El prestigio de Christopher Nolan. Por Francesc Marí


Todo efecto mágico consta de tres partes o actos. La primera parte es la presentación. El mago muestra algo ordinario. Las películas escritas y dirigidas de Christopher Nolan -dejando a parte las que pertenecen al universo de Batman y DC Comics-, siempre empiezan con algo sencillo. Una cosa pequeña o cotidiana, a quién nadie le da demasiada importancia. Un insecto, una foto o un sueño. Durante los primeros minutos de la película no duda en mostrártelo. Te lo enseña sin reparos, como si no tuviera nada que esconder. Puedes comprobar que tras esa pequeña cosa no se esconde nada, incluso llegas a pensar que es un juego de manos del cineasta para que no prestes atención a lo que realmente importa.
El segundo acto es la actuación. El mago, con eso que era ordinario, consigue hacer algo extraordinario. Nolan coge esa cosa cotidiana y la transforma a su gusto para vertebrar un argumento que va más allá de los límites de nuestra imaginación. Ya desde sus inicios como creador de cine, Christopher Nolan demuestra un talento innato para sorprender al espectador. En Doodlebug -su primer corto en blanco y negro-, lo que parecía ser la lucha de un hombre contra un insecto esquivo, resulta ser un hombre que se persigue a sí mismo. En Following -su primer largometraje, aún en blanco y negro-, un marginado sin futuro se convierte en todo un ladrón de guante blanco. Más adelante, en Memento, lo que en un principio no es más que una foto polaroid, con el paso de los minutos se convierte en la memoria de un hombre que no recuerda nada. En su película más reciente, Origen, nos enseña que los sueños no solo se sueñan, sino que se crean y se comparten, incluso que contienen peligros y reglas. Aunque la que aún sigue haciendo correr ríos de tinta es El truco final, en la que su talento como mago del séptimo arte se hace patente. En todas estas películas, Nolan coge algo simple y banal y consigue hacer algo impresionante, rizando el rizo del argumento.
Pero todavía no aplaudiréis, que hagan desaparecer algo no es suficiente, tienen que hacerlo reaparecer. Por eso, todo efecto mágico consta de un tercer acto, la parte más complicada, este acto es… el prestigio. Aunque, como hemos dicho antes, Nolan tiene un talento innato para sorprender, donde reside de verdad su prestigio como contador de historias, es en el desenlace. Durante más de hora y media no hace más que ir complicando el argumento, hasta tal punto que el final es prácticamente inalcanzable para la mente del espectador. Hasta que en el último instante nos lo deja caer como un vaso de agua fría.

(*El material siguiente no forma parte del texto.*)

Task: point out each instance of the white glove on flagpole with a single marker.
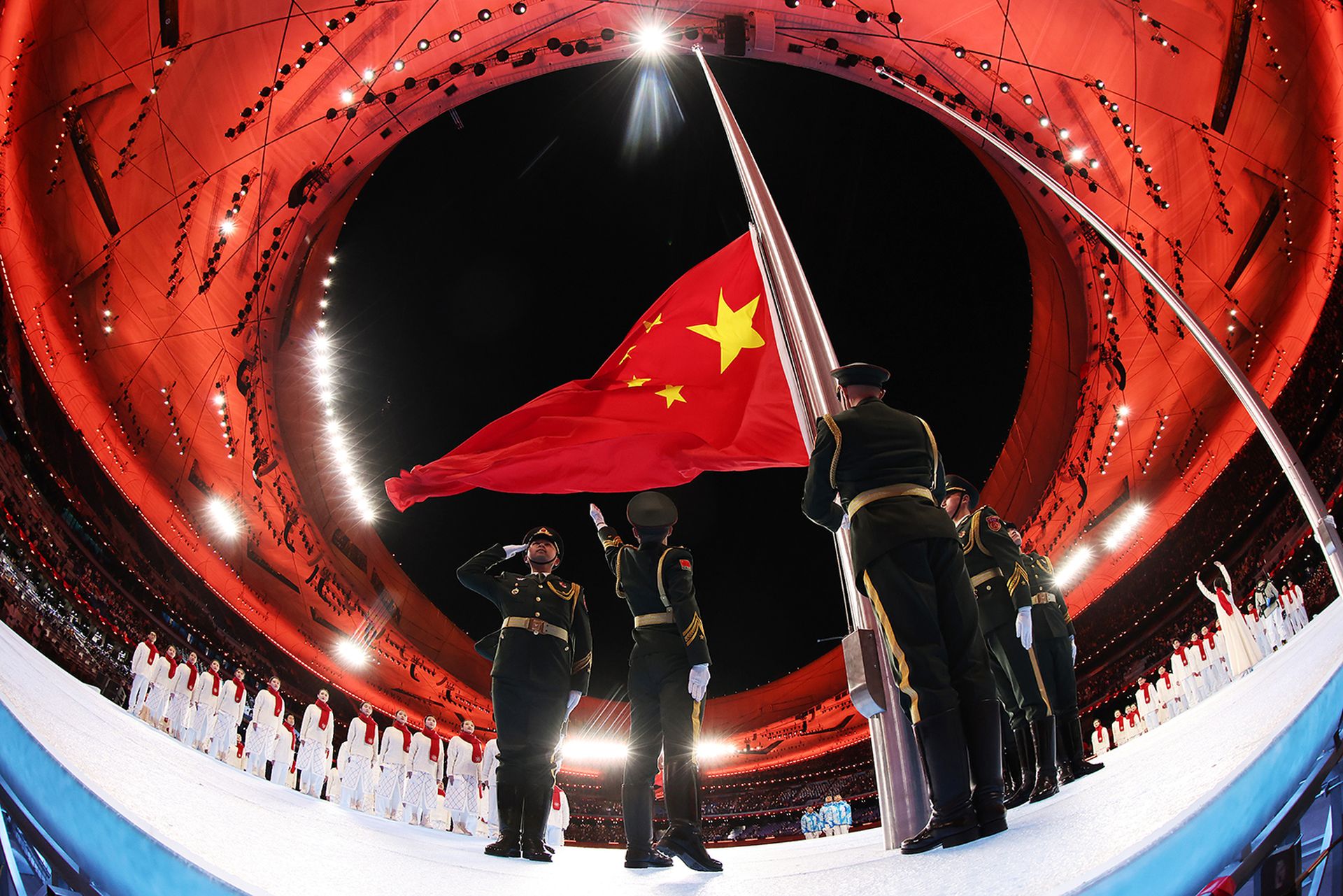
(1025, 629)
(699, 681)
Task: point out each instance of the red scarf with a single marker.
(369, 731)
(477, 747)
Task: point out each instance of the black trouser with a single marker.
(1055, 657)
(530, 722)
(662, 719)
(1021, 671)
(925, 606)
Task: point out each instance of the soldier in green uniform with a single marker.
(884, 467)
(541, 669)
(1002, 590)
(1056, 650)
(669, 674)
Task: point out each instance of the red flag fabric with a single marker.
(697, 385)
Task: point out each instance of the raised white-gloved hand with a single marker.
(1025, 629)
(699, 681)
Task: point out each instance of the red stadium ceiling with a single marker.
(178, 172)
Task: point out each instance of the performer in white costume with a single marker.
(1102, 741)
(559, 818)
(284, 769)
(395, 763)
(489, 777)
(140, 664)
(1242, 650)
(268, 716)
(179, 699)
(426, 771)
(229, 716)
(462, 767)
(359, 750)
(160, 684)
(315, 744)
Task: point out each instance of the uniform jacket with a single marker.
(869, 446)
(637, 570)
(539, 660)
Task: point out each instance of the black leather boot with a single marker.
(511, 811)
(1046, 762)
(1076, 760)
(941, 748)
(1026, 751)
(982, 744)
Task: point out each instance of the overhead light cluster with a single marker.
(324, 378)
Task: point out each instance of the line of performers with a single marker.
(395, 771)
(1210, 660)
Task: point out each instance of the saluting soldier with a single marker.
(1056, 652)
(1002, 590)
(541, 668)
(884, 467)
(669, 675)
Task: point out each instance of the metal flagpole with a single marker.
(900, 785)
(1322, 524)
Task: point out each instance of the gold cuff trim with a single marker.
(899, 490)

Nos cuenta que ha sucedido, pero no como.
Entonces intentaréis descubrir el truco, pero no lo conseguiréis. Por que en el fondo, no queréis saber cual es. Lo que queréis es que os engañen. Tras ver una película de Nolan las dudas surgen a la superficie. ¿Teddy le dice la verdad a Leonard, y él mismo juega con su memoria, o realmente le engaña? ¿Angier se ha suicidado en cada actuación, o es un truco de magia? ¿Cómo logra Borden cambiarse por Fallon para huir de la horca? ¿Cobb ha logrado cumplir realmente su sueño, o ha llegado a su catarsis? Todo el mundo intenta responder estas dudas. Existen miles de teorías sobre ellas, algunas bien fundamentadas y que, muy probablemente, se acercan a la verdad de Nolan, y muchas otras fruto de teorías dignas de las mejores conspiraciones.
Pero en realidad nos da igual, porque el auténtico espectáculo de las películas de Christopher Nolan reside en que, a pesar de enseñarte todas las piezas, llegándolas a poner frente a tu nariz, al final, logra hacernos pensar. Porque lo que realmente queremos no es que nos lo cuente todo con pelos y señales, sino que nos sorprenda haciéndonos dudar.